While seemingly unrelated, both the inclement weather on land and the onset of white-spot syndrome are associated with abnormally warm waters, common during El-Nino events in the east Pacific. In contrast, when Dominica’s banana crop was decimated by Hurricane David in 1979, marine fish catch rocketed for a few years as people looked for alternative sources of income. The researchers detected a shock only a few years later in fisheries’ data, when overfishing was reported in nearshore waters.
Synchronised threats to food production across multiple sectors can pose a real threat for food security. Millions of people around the world rely on agriculture and fisheries simultaneously as an adaptation strategy to deal with seasonal fluctuations in resources. The double jeopardy of linked threats can make this impossible. Meanwhile, unanticipated shifts in people’s resource use (particularly across the land-sea divide) during times of crisis, such as in Dominica, provide other sustainability challenges when it comes to managing and protecting natural ecosystems.
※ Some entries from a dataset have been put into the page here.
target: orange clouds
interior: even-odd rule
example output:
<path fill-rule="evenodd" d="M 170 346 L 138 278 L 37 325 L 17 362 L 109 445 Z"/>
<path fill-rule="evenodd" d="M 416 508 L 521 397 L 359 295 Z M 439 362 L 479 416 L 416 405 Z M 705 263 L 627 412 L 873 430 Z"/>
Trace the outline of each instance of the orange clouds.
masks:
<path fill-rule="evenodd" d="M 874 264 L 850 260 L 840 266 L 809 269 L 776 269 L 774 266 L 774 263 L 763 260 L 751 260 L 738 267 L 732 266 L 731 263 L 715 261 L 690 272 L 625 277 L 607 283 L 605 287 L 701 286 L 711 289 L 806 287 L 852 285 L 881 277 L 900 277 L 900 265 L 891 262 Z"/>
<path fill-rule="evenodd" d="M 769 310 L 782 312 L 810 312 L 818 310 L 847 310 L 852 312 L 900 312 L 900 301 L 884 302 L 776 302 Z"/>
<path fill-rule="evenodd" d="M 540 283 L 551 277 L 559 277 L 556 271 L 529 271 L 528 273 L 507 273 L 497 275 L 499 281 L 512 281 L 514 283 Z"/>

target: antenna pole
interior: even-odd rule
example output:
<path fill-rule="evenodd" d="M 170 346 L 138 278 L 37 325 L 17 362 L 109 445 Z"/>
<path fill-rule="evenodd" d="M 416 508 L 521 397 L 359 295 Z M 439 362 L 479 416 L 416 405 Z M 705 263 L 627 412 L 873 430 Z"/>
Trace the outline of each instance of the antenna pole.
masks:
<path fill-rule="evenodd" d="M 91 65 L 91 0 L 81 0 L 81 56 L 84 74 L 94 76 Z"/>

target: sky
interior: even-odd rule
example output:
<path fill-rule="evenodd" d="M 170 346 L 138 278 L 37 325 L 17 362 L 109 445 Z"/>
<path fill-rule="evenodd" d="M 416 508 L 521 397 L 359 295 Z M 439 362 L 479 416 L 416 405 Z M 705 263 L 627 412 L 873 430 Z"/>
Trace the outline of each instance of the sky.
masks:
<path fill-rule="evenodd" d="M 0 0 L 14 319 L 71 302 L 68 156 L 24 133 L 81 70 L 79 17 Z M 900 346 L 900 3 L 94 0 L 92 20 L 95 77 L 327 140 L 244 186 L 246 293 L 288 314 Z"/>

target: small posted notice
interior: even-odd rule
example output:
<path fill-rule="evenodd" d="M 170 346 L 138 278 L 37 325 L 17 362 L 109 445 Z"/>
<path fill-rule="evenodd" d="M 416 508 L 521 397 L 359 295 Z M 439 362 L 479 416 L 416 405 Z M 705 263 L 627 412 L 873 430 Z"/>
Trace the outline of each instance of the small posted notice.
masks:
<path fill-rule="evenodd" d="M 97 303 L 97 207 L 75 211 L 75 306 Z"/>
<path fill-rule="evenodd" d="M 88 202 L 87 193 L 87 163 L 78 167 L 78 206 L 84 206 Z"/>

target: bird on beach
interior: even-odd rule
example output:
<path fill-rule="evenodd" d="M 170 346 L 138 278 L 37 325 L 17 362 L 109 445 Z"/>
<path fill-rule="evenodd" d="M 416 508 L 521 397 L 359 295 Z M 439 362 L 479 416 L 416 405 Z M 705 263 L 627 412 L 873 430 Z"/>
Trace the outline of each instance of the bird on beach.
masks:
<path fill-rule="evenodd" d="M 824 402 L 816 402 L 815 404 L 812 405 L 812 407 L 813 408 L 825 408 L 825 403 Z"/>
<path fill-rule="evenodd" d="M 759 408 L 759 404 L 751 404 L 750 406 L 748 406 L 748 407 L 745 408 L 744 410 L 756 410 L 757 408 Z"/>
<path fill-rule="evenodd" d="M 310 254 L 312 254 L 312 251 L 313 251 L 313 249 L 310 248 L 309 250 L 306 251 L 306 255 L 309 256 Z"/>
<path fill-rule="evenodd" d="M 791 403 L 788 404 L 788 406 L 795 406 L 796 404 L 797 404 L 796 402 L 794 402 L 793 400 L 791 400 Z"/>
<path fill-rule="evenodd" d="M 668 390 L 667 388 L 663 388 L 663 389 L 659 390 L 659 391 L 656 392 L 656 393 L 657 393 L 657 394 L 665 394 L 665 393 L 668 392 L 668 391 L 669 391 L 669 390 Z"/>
Understanding these links will become increasingly important as we strive to meet global sustainability targets but the climate in which we produce food becomes more volatile. Identifying direct and indirect links between land and sea will help prevent negative outcomes for natural ecosystems and biodiversity which can happen when people switch resource use for food or livelihoods. But understanding the major threats to production across each sector, will be key to maintaining stable and safe food production into the future as our population grows.
“We also need to build resilience in our food production systems as shocks become more frequent. With greater frequency, people have less time to recover and acquire assets that help them cope during times of hardship,” the researcher said.